Hedging refers to the act of providing a safety net for your investments, whether that’s in the form of a wager, a purchase of securities, or trading forex. In other words, in any situation where things could go either in your favor or against it over a specific period of time, a hedge is considered a risk-reduction initiative.
In the world of sports betting, a hedge bet is usually a second bet that either reduces the risk of loss or guarantees some sort of win. This is something that the bettor does, not the bookmaker with whom the bet is placed. The bookmaker may offer other types of deal-sweeteners, such as bookmaker welcome offers, cash out options, accumulator bonuses, and so on in order to attract new users. Hedging, however, is entirely on the person placing the bet.

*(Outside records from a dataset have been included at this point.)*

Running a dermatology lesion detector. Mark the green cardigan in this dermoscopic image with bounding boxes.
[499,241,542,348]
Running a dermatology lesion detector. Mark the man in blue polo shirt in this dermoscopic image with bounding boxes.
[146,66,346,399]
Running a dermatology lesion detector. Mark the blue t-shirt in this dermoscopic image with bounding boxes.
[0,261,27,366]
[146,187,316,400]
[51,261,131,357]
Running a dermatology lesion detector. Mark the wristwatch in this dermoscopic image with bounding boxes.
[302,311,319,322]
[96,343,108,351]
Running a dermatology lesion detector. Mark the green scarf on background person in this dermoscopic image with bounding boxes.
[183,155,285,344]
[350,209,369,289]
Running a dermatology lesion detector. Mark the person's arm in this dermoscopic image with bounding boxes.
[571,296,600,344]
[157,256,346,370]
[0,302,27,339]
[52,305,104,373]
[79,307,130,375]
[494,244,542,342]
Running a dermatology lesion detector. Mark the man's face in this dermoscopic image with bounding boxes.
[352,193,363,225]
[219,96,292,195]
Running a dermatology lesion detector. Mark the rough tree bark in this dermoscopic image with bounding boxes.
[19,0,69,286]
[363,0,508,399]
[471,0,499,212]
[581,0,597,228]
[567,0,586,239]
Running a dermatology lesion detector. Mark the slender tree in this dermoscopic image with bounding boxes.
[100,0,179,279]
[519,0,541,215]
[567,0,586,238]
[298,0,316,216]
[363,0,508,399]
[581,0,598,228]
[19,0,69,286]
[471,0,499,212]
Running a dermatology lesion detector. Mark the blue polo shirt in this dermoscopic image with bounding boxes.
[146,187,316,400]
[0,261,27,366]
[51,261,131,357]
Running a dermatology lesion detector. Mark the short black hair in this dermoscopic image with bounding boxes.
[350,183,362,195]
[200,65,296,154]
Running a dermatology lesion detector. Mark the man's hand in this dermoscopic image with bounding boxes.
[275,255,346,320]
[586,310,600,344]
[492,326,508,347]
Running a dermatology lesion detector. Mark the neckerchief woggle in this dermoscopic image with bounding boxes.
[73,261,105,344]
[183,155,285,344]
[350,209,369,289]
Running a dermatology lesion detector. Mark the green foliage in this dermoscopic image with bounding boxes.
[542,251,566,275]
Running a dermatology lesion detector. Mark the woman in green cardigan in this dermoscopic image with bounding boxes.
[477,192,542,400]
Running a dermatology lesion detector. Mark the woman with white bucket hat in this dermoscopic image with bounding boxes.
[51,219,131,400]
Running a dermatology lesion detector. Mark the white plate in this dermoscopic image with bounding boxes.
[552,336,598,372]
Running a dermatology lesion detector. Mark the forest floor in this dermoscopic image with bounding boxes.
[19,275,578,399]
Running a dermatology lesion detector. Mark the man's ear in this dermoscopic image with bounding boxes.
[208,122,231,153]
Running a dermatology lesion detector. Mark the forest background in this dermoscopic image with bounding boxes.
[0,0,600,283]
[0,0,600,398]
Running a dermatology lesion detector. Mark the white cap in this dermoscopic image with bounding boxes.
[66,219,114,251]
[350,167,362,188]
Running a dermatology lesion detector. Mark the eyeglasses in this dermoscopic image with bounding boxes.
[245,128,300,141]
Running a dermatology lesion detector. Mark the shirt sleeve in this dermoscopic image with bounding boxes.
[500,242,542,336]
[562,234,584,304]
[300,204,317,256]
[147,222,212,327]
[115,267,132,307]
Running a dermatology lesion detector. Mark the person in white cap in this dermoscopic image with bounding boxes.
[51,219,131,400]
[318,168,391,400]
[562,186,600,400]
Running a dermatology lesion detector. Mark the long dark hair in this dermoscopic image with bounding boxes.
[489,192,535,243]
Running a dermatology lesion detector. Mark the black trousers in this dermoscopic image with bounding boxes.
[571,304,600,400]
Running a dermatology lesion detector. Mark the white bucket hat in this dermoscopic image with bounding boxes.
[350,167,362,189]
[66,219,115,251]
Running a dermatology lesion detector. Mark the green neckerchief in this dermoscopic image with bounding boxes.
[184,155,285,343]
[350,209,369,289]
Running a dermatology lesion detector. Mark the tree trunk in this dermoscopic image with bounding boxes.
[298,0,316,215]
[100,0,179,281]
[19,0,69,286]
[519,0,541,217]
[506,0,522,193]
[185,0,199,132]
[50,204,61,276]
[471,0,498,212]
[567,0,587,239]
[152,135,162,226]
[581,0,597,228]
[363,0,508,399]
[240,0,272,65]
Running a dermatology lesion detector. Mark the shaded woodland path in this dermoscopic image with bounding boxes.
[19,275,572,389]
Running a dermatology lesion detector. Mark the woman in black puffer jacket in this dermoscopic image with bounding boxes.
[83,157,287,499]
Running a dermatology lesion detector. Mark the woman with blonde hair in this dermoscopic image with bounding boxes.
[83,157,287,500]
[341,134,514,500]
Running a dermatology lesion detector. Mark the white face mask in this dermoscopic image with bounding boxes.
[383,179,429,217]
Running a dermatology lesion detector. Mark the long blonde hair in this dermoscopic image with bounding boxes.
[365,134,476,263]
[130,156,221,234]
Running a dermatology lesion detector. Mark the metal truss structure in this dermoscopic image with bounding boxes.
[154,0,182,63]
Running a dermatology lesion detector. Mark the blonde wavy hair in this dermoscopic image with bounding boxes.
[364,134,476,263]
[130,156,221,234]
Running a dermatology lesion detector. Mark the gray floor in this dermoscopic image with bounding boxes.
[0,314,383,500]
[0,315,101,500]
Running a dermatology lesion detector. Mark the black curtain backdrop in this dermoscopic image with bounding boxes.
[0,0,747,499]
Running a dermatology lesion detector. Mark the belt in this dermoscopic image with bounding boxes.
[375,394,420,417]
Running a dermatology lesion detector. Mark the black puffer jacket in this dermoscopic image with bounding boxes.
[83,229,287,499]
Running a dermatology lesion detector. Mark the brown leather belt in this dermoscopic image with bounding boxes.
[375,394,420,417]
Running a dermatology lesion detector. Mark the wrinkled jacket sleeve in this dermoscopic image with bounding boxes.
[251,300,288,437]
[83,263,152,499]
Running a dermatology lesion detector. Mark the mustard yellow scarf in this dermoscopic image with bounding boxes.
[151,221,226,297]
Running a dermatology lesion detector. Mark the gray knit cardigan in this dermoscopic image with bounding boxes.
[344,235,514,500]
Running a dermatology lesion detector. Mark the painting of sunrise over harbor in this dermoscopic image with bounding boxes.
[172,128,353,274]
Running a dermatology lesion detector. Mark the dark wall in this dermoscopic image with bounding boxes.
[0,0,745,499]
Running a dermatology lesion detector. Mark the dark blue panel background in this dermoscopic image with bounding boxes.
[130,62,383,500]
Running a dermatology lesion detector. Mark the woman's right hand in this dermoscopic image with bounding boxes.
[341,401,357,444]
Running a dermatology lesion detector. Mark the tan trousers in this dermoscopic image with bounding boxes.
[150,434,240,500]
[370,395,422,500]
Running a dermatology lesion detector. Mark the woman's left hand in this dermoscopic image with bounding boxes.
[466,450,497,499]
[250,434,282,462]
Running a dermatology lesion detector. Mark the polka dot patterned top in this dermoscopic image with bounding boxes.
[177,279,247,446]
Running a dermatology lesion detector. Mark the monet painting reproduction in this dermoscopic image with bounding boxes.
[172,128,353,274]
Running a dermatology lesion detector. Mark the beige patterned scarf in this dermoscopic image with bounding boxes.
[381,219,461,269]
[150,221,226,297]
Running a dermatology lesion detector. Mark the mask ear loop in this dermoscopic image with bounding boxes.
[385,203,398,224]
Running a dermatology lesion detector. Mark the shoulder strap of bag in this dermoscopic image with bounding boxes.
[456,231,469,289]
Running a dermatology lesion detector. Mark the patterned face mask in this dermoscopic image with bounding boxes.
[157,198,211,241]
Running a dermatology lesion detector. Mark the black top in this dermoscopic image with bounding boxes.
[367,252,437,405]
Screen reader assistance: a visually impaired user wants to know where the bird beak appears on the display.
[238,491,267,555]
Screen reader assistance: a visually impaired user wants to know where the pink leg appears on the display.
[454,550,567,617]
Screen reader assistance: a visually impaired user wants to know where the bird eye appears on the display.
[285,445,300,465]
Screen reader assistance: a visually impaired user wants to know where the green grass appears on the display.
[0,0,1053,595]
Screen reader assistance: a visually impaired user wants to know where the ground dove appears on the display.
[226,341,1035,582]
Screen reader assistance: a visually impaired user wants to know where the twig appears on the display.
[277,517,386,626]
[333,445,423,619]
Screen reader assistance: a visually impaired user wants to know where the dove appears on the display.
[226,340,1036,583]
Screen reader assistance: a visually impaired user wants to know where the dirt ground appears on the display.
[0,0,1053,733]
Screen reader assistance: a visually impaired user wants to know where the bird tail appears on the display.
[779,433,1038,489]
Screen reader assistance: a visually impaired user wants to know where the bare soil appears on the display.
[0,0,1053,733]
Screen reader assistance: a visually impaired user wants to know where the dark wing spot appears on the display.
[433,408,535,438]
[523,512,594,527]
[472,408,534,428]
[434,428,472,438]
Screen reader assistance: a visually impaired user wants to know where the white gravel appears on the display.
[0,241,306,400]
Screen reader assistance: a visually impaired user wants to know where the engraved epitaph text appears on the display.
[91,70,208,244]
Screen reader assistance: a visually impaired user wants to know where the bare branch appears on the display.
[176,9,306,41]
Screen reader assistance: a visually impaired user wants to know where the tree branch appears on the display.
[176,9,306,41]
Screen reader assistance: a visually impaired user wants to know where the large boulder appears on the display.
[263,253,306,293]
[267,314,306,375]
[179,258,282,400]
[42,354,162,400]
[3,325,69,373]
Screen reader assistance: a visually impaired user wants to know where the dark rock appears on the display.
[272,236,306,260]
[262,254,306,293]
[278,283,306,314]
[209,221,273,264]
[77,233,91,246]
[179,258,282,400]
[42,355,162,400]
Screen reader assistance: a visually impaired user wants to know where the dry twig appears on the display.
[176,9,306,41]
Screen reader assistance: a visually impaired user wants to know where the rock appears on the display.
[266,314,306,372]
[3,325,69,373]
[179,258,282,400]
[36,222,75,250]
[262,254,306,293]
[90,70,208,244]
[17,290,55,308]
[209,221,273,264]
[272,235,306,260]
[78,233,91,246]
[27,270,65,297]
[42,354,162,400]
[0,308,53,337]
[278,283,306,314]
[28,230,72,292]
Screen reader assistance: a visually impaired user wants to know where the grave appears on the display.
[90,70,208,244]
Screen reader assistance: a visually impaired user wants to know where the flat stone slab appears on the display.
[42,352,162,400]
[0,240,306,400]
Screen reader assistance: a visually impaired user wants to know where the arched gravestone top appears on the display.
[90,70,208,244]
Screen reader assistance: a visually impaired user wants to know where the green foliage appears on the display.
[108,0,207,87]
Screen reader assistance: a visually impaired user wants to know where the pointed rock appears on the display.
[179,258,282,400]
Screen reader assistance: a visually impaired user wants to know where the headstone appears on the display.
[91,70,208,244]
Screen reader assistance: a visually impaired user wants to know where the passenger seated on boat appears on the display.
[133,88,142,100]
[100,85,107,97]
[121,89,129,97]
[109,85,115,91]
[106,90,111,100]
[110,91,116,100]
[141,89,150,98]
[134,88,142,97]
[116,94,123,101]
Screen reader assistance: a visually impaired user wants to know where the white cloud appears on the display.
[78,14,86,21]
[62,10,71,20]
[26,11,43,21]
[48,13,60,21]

To be clear, hedge betting is very different from something known as arbitrage betting, although they do share some similarities and both are legal ways to secure your investments. However, arbitrage betting or arbing, as it is sometimes known, involves placing bets with two or more bookmakers to take advantage of the differences in odds they offer. This practice is usually frowned upon by most sportsbooks because it guarantees a win, as long as it’s done right and perfectly timed.
Hedge betting is different because you’re not playing bookmakers against each other. Instead, you’re playing two or more bets against each other. The outcome for you could still be a win-win situation, depending on how well you execute your hedging strategy
How to Hedge a Bet
There are several ways to hedge a bet, but it usually involves placing a larger bet on the opposite outcome to that of the original bet. To help explain how it works, we’ll show you a very straightforward example.
An Example of a Hedge Bet
Let’s say that Team A and Team B will be facing each other in the finals. Team A’s odds are 60/1 and Team B’s odds are 2/1. If you’ve bet X dollars on Team A to win, you’ll get 60X as winnings – if they win. That’s what the odds translate to. On the other hand, if they lose, you lose your entire wager of X dollars.
Let’s say the hedge bet is 10X dollars on Team B to win. That means you’re betting ten times the amount to back Team B as you did on Team A. If Team B wins, you get 20X because of the 2/1 odds.
You have now hedged your Team A bet with your Team B bet, or vice versa depending on how you look at the set-up. If the Team B bet is your main bet, then the Team A bet is your hedge. The relationship doesn’t matter but the amount you wager on each one – based on the odds for each team – does matter a great deal.
In this scenario, there are two possible outcomes of this set-up and how it affects your winnings:
Team A Wins – You get 60X from the first bet but lose 10X on the hedge – Your winnings are 50X
Team B Wins – You lose X from the first bet but win 20X from the hedge – Your winnings are 20X less your original wagers of X and 10X, which leaves you with 9X
As you can see, you win in both cases. Assuming the main bet was on Team A and the hedge on Team B, in the first scenario, you sacrifice some of your win toward the hedge; in the second, you save yourself a loss on the main bet and actually come out winning because of the hedge bet.
Hedging strategies can get really complex when there are multiple teams and bets involved. However, you can use hedge betting calculators and other software to tell you how much to bet and how to hedge that bet for the best possible outcome.
That said, it’s a good idea to read up on the best hedging strategies to know when to hedge a back bet or a lay bet depending on whether the odds are shortening or drifting (lengthening.)
Hedging is purely a math puzzle but, if you can crack it, you can effectively bet on sports, trade the stock market, dabble in forex, and engage in several other areas where a great degree of risk is involved.